Lightbridge said the assessment will cover key areas including mechanical design, neutronics analysis, and thermal and thermal-hydraulic evaluations. The findings from the engineering study will play an important role in guiding future economic evaluations and navigating potential regulatory licensing-related issues, it added.
The company says its proprietary Lightbridge Fuel technology - which features metallic fuel rods with a helical multi-lobe design - can significantly enhance reactor safety, economics, and proliferation resistance for existing light water reactors and PHWRs. It is also developing Lightbridge Fuel for small modular reactors "to bring the same benefits plus load-following with renewables on a zero-carbon electric grid".
"Today's announcement is an important step for Lightbridge," Seth Grae, President and CEO of Lightbridge said. "This engineering study will help us assess the viability of using Lightbridge Fuel in a Candu reactor, which will help guide our commercialisation pathway in determining the types of reactors that we prioritise.
"The distinctive design of Candu reactors, such as the smaller dimensions of Candu fuel rods and shorter irradiation time of the fuel in the core as well as their unique refueling process, highlight their potential appeal.
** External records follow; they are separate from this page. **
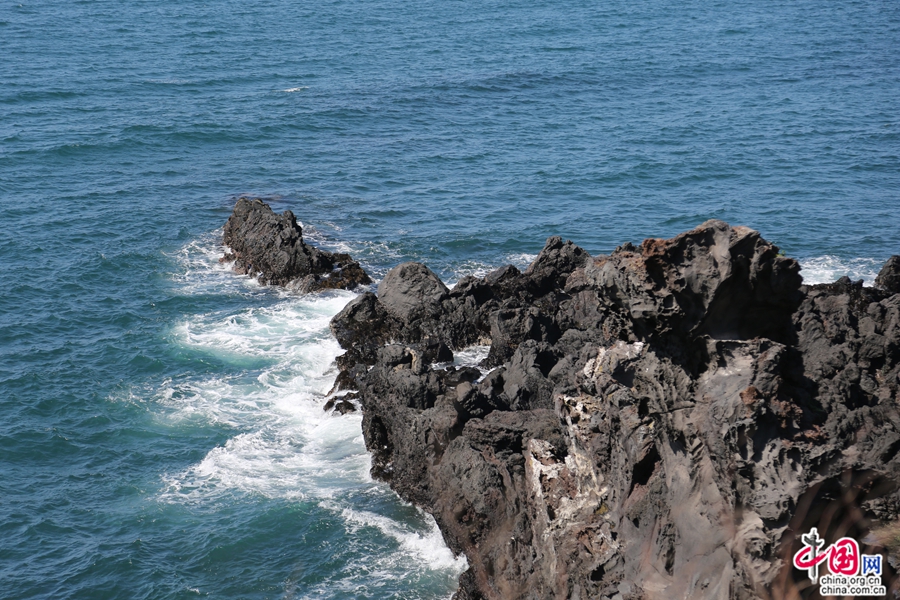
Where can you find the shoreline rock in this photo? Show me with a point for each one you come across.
(270, 247)
(659, 422)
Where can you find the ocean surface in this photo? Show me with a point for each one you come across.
(161, 423)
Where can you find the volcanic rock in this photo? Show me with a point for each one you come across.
(271, 248)
(661, 422)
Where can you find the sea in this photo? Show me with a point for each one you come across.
(162, 432)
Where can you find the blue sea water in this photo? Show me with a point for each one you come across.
(161, 423)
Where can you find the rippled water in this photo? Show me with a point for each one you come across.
(162, 431)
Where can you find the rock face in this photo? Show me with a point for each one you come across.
(656, 423)
(271, 247)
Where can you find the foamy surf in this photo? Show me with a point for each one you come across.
(285, 447)
(829, 268)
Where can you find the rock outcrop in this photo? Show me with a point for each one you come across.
(656, 423)
(270, 247)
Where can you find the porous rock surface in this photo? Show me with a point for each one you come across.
(656, 423)
(271, 248)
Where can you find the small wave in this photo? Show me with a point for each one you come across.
(428, 546)
(829, 268)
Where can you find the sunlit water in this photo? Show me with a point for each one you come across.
(163, 433)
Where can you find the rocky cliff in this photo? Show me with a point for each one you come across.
(270, 247)
(656, 423)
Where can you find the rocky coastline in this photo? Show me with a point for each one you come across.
(661, 422)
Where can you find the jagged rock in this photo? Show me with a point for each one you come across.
(888, 278)
(271, 248)
(661, 422)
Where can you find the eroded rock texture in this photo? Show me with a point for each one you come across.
(271, 248)
(657, 423)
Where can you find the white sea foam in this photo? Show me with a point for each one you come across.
(428, 547)
(828, 269)
(471, 356)
(521, 260)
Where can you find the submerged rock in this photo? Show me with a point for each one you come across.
(659, 422)
(270, 247)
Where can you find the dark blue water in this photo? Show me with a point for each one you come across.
(162, 433)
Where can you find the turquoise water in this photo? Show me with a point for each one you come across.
(162, 433)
Positive confirmation from this engineering study potentially will provide us with the opportunity to expedite our commercialisation timelines."
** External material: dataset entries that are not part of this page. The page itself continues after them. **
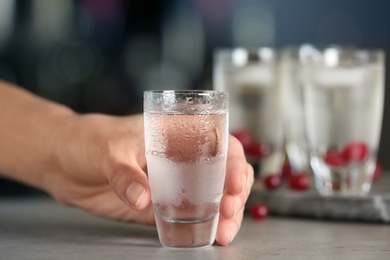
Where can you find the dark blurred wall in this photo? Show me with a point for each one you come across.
(100, 55)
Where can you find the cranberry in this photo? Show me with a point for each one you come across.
(244, 137)
(286, 170)
(259, 211)
(257, 151)
(334, 158)
(377, 172)
(355, 152)
(299, 181)
(273, 182)
(336, 186)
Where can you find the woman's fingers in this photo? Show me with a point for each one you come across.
(236, 168)
(230, 203)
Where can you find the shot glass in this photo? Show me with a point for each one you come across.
(292, 58)
(252, 77)
(344, 97)
(186, 139)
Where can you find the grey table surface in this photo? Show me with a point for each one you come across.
(44, 229)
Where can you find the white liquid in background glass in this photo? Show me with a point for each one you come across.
(186, 158)
(256, 106)
(342, 106)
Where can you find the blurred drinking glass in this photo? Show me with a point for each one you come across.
(344, 96)
(256, 103)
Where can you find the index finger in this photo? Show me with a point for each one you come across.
(236, 168)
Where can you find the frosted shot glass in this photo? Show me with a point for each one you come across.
(252, 78)
(186, 139)
(344, 97)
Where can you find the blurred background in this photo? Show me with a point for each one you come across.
(100, 55)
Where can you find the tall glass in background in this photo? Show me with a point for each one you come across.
(344, 96)
(256, 113)
(292, 58)
(186, 138)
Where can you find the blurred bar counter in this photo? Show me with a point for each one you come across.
(309, 204)
(41, 228)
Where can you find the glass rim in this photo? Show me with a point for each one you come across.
(185, 91)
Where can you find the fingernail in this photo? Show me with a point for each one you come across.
(237, 204)
(134, 193)
(243, 182)
(232, 230)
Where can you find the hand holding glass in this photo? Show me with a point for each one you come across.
(186, 138)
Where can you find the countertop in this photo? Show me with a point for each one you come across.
(41, 228)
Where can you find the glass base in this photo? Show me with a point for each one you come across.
(185, 234)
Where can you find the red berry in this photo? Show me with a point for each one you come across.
(336, 186)
(286, 170)
(334, 158)
(355, 152)
(273, 182)
(377, 172)
(244, 137)
(259, 211)
(300, 181)
(257, 151)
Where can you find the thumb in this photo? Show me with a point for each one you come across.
(131, 185)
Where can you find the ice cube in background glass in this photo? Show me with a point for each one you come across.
(252, 79)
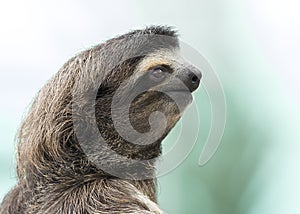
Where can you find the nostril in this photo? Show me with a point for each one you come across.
(195, 79)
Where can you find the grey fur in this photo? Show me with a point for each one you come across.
(54, 174)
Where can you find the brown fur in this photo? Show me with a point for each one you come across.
(55, 175)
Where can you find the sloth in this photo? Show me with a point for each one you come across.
(93, 134)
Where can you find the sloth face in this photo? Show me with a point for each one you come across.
(153, 96)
"We are pleased to collaborate with Lightbridge on this engineering study to investigate the advantages of using Lightbridge’s innovative nuclear fuel in Candu reactors," added Daniela Diaconu, Scientific Deputy Director of ICN Pitești, a subsidiary of Regia Autonoma Tehnologii pentru Energia Nucleara (RATEN). "This engineering study is in line with our mission of supporting the development of technologies that ensure national scientific and technical support in the field of nuclear power and contributes to sustaining international cooperation."
RATEN also promotes the development and application of nuclear technologies in medicine, industry or agriculture, adding an important contribution to increasing the standard of living for the benefit of citizens.
Cernavoda is the only nuclear power plant in Romania and consists of two 650 MWe PHWRs. Unit 1 went into commercial operation in 1996 and unit 2 in 2007. Most of the work on units 3 and 4 - like units 1 and 2, Candu-6 reactors - was done in the 1980s prior to the fall of the government of Nicolae Ceausescu in 1989.
Lightbridge's metal nuclear fuel technology has been developed with support from the US Department of Energy (DOE) through its Gateway for Accelerated Innovation in Nuclear (GAIN) programme. This programme provides the nuclear community with access to technical, regulatory, and financial support to help bring innovative technologies to commercialisation while ensuring the continued safe, reliable, and economic operation of the existing US nuclear fleet. It does this by awarding vouchers which give advanced nuclear technology innovators access to the research capabilities and expertise available across the DOE's national laboratory complex.
Lightbridge has twice been awarded GAIN vouchers to support the development of Lightbridge Fuel, and has a long-term strategic partnership with Idaho National Laboratory (INL).
In December 2022, Lightbridge signed two "umbrella" agreements - a Strategic Partnership Project Agreement and a Cooperative Research and Development Agreement - with Battelle Energy Alliance, LLC, DOE's operating contractor for INL, with an initial duration of seven years.
The initial phase of work under the two agreements will culminate in irradiation testing in INL's Advanced Test Reactor (ATR) of fuel samples using enriched uranium supplied by DOE, providing performance data for Lightbridge's delta-phase uranium-zirconium alloy. This data will support fuel performance modelling and regulatory licensing efforts for the commercial deployment of Lightbridge Fuel, the company said.
Subsequent phases of work under the two umbrella agreements will include post-irradiation examination of the irradiated fuel samples, loop radiation testing in the ATR, and post-irradiation examination of one or more uranium-zirconium fuel rodlets, as well as transient experiments in INL's Transient Reactor Test Facility.